At the same time, the system allows new versions to be recreated when the number of files in the hash directory exceeds the specified number, thus reducing the number of merges.

Small Documents Big Problem-Preliminary Exploration of Solutions to Massive Small Documents

Version control is recorded in the global_version file. Each time a new version is created, the version number and the corresponding CRC32 are appended to the global_version file (crc32 is used to check whether the version number is damaged).

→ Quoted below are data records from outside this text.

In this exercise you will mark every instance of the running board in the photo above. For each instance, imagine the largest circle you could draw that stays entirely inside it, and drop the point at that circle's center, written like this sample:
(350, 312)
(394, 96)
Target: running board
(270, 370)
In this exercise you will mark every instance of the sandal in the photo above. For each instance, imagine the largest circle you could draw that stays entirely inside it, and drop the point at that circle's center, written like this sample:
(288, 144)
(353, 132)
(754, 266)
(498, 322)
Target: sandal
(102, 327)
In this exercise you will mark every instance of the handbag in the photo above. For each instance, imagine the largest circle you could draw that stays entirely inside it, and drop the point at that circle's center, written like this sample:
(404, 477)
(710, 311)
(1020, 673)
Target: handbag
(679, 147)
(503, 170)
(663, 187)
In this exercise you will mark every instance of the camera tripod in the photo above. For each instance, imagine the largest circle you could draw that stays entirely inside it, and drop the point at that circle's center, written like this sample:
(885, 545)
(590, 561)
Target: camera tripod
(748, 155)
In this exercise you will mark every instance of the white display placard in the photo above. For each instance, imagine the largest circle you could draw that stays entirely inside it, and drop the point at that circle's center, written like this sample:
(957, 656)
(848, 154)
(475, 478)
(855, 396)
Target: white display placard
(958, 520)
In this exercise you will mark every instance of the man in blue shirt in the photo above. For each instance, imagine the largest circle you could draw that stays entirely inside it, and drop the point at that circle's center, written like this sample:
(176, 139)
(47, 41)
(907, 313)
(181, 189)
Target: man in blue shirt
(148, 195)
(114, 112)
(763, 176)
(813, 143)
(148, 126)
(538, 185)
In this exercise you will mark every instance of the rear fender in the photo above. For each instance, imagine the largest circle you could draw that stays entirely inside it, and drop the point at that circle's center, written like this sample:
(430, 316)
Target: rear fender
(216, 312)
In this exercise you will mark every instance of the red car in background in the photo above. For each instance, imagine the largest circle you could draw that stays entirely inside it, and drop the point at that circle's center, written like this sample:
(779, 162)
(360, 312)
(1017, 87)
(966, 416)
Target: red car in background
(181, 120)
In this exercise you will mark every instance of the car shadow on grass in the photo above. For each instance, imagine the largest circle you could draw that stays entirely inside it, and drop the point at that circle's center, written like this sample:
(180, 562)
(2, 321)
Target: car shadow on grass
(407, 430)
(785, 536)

Each time a new version is generated, the automatic notification program reloads the index file, attribute file, etc.

5. Data recovery:

The user’s files will be saved in three copies, so Haystack_plus will also be stored on three different machines.

Recovery scenario 1

Small Documents Big Problem-Preliminary Exploration of Solutions to Massive Small Documents

When a Haystack_plus file is damaged, it will find out whether there is the same version of Haystack_plus on the replica machine. If the version is the same, the content of the file is the same. At this time, only the recovered files need to be downloaded from the replica machine and replaced.

Recovery scenario 2

Small Documents Big Problem-Preliminary Exploration of Solutions to Massive Small Documents

If the replica machine does not have the same version of Haystack_plus, but there is a higher version, then the entire version of Haystack_plus can be copied from the replica machine and replaced.

Recovery scenario 3

Small Documents Big Problem-Preliminary Exploration of Solutions to Massive Small Documents

If the first two cases do not match, then read all the files from the other two replica machines to the hash directory locally, and extract the files saved in the undamaged chunk into the hash directory, and regenerate the new version of Haystack_plus with all the files.

How effective is Haystack_plus

After using Haystack_plus for a period of time, we found that the overall performance of small files was significantly improved, RPS was more than doubled, and IO utilization of machines was nearly doubled. At the same time, the smallest memory cell is optimized, and the fragmentation is reduced by 80%.

Using this system, we can provide users with faster reading and writing services, and save the resource consumption of the cluster.